FIG. 5 is a diagram showing the relationship between the response of the non-contact probe to the displacement and the amount of received light.

[Explanation of symbols]

1 ... Object to be measured, 2 ... Non-contact probe, 3, 4, 5 ... Shaft,
6 ... An object mounting jig.

Claims (3)

(57) [Claims] 1. A probe scan for measuring the surface shape of an object to be measured by linearly scanning the surface of the object to be measured by providing the optical displacement gauge as a non-contact probe.
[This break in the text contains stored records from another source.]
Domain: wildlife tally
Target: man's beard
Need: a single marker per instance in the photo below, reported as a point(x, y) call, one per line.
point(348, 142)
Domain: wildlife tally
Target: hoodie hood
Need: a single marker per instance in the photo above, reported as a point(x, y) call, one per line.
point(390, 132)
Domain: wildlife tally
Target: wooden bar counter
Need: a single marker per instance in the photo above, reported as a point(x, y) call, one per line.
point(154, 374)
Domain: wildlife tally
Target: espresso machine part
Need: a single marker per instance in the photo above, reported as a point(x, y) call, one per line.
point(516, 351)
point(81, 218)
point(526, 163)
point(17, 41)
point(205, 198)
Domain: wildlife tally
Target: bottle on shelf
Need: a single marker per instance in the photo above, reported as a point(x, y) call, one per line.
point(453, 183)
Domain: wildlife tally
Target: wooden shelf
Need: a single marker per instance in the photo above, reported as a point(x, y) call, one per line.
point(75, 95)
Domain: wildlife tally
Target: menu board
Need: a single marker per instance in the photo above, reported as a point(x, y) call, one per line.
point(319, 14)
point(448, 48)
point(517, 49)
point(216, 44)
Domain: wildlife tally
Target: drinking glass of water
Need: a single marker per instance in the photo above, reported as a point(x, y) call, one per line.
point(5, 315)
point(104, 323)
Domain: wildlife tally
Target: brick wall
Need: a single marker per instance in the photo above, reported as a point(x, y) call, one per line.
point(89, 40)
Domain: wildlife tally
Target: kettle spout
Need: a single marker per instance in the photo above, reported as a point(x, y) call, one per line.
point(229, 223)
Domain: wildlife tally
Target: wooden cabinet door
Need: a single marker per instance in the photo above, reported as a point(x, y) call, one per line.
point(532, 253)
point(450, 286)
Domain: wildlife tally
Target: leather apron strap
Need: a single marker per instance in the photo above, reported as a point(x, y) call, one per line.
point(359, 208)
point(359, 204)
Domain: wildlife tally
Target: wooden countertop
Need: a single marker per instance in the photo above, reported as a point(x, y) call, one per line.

Type shape measuring apparatus , the first control means for controlling the objective lens of the non-contact probe by a position signal, and the objective lens of the non-contact probe on the surface to be measured by receiving the reflected light from the surface of the object to be measured. pull the focus state, to maintain the focused state has been drawn, and the second focus tracking control means for maintaining said non-contact probe and the measurement surface at a constant distance, the non-contact probe along the surface of the object to be measured comprising means for linearly scanning, the focus state determination means for determining whether the focus pull state, based on the previous SL focus state determination signal, defocus Shin The case of detecting, maintaining the position immediately before the focus of the non-contact probe is out, in that the minute distance in the scanning direction, wherein by back and forth objective lens in the focusing direction to perform focusing pull-in operation again, A shape measuring device characterized by returning to a focus retracted state. 2. The shape measuring device according to claim 1, wherein any one of a means for storing the out-of-focus position, a means for storing shape measurement data until the out-of-focus, and a means for generating an error signal. A shape measuring device comprising: 3. The shape measuring device according to claim 1, wherein the focus state determination means for determining whether or not the focus pull-in state is, determines the focus state based on a rate of change in the amount of light received by the light receiving element. Shape measuring device characterized by.